Je vous remercie de m'avoir répondu très sincèrement, je sais que vous n'aimez pas les Girondins, et que vous ne comprenez pas qu'une personne puisse avoir à la fois de l'admiration pour vous et pour eux. Mais, voyez-vous, je vis au 21ème siècle, je suis libre de mon opinion, de ce fait je vois dans les deux partis un profond engagement patriotique, les Girondins et vous poursuivez tous un but louable; mais pas de la même manière même si en somme vous voulez tous le bonheur du peuple. Vous dites que les Girondins ont dressé les provinces contre le peuple parisien, ce que je vois c'est que le peuple parisien a souillé la Révolution française avec les massacres des prisonniers en septembre 1792, il y règne une telle anarchie que les Girondins ont préféré faire appel aux patriotes des autres départements pour protéger les députés mandataires.
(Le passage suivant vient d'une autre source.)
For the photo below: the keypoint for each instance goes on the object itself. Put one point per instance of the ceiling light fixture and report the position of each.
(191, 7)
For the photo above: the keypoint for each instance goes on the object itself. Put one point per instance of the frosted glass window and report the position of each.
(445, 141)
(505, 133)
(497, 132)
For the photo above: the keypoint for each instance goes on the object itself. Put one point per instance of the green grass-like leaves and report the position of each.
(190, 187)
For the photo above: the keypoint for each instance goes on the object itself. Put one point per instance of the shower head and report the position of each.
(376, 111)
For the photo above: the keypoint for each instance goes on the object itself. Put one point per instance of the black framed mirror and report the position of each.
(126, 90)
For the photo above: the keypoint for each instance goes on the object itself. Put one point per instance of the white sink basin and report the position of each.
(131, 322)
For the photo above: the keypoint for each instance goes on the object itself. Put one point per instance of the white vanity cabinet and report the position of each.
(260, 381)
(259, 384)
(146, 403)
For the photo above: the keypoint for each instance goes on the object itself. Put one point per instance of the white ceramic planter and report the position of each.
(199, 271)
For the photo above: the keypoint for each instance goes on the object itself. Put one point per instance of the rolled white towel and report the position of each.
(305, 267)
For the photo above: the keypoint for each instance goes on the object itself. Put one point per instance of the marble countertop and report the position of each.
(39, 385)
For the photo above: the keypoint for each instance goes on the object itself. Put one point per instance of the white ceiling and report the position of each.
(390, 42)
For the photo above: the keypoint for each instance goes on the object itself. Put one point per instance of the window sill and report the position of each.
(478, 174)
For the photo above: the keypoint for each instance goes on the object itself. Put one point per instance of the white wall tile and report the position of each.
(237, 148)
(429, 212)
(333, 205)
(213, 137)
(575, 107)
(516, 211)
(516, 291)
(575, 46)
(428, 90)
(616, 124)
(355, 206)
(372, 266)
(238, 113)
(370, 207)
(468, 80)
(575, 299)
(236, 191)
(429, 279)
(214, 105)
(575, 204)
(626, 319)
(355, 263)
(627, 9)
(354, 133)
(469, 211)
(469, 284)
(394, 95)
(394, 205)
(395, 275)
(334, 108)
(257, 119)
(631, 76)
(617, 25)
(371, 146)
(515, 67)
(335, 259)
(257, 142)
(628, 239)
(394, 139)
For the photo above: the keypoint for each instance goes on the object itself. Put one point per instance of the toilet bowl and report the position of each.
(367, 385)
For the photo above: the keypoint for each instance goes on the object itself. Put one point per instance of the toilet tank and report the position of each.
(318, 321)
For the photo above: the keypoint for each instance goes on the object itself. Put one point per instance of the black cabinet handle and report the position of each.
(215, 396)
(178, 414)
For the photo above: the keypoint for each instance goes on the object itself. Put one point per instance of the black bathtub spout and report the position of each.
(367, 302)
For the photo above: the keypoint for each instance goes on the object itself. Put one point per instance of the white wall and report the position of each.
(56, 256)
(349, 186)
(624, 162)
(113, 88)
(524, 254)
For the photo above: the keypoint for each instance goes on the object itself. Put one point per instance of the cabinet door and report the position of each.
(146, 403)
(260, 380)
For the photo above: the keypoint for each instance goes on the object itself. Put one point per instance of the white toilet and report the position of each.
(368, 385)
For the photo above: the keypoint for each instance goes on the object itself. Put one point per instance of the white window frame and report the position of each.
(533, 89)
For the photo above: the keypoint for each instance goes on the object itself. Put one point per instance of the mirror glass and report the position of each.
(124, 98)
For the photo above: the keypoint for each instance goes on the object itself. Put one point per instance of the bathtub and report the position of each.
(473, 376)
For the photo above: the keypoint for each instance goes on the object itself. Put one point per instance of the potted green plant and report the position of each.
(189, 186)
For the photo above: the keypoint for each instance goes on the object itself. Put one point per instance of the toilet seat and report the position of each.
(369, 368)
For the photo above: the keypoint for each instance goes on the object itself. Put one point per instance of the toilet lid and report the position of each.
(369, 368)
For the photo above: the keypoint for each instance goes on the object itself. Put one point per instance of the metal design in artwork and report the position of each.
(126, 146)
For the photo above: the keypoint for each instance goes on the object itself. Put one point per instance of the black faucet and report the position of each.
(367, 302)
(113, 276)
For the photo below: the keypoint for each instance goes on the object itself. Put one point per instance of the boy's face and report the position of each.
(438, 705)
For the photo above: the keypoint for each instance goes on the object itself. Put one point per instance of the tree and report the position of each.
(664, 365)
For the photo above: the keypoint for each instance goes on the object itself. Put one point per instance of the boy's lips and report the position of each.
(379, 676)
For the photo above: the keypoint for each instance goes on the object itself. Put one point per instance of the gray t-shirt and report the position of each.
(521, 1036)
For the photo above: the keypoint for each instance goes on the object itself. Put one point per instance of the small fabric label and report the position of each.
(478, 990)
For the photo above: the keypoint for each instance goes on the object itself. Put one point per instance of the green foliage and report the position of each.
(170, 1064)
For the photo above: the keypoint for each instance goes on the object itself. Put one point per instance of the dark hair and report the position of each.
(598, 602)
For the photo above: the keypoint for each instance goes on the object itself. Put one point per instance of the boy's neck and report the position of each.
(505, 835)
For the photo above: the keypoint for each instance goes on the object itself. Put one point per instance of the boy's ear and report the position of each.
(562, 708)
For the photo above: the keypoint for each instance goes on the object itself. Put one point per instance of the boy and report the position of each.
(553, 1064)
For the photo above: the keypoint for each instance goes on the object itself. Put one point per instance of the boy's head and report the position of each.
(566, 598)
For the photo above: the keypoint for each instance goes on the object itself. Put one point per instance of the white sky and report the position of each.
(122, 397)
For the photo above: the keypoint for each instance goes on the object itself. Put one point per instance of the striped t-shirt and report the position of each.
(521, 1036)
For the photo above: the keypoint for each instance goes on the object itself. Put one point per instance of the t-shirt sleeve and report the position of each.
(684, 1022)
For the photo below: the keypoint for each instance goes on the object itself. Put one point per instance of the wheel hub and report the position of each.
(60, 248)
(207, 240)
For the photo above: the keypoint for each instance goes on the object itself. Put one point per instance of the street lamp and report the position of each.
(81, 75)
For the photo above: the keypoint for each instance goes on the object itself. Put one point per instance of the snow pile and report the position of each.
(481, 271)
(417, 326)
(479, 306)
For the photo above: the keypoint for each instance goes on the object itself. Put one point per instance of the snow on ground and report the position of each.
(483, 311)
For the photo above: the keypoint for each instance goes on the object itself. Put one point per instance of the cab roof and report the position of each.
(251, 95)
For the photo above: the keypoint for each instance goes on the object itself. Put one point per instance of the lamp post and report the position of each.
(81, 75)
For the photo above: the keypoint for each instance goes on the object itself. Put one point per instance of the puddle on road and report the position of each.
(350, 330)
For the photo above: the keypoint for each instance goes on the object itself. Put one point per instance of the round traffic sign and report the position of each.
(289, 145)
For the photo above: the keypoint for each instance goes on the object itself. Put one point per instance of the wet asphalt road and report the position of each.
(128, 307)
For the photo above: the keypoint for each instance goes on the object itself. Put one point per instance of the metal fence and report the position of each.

Il ne faut pas oublier que Brissot et le ministre Roland ont failli faire partie des victimes de ce massacre. La commune a posé un décret d'emprisonnement pour ces deux personnes et que sans l'intervention de Danton et avec votre appui, Brissot et Roland seront assassinés.

Mes respects,

Mlle Barth



Citoyenne,

Le fait de vivre au 21ème siècle, ne vous met nullement à l'abri d'une erreur de jugement, quoique vous soyez libre de votre opinion. Ce que vous prenez pour de «l'engagement patriotique» des Brissotins, n'est qu'un masque mensonger dont ils couvrent leur funeste et antipatriotique politique. Qu'ont-ils fait, Brissot et Roland, ministre de l'intérieur, pour prévenir les événements déplorables de septembre? Rien, et ils n'ont pas élevé un mot de protestation, car ils savaient bien que si le peuple a été terrible dans sa colère, c'est parce qu'ils n'ont rien fait pour l'apaiser et le protéger. Et ils ont osé par la suite d'accuser hypocritement les patriotes parisiens de toutes les atrocités là où ils n'avaient qu'à s'en prendre à leur propre lâcheté et traîtrise.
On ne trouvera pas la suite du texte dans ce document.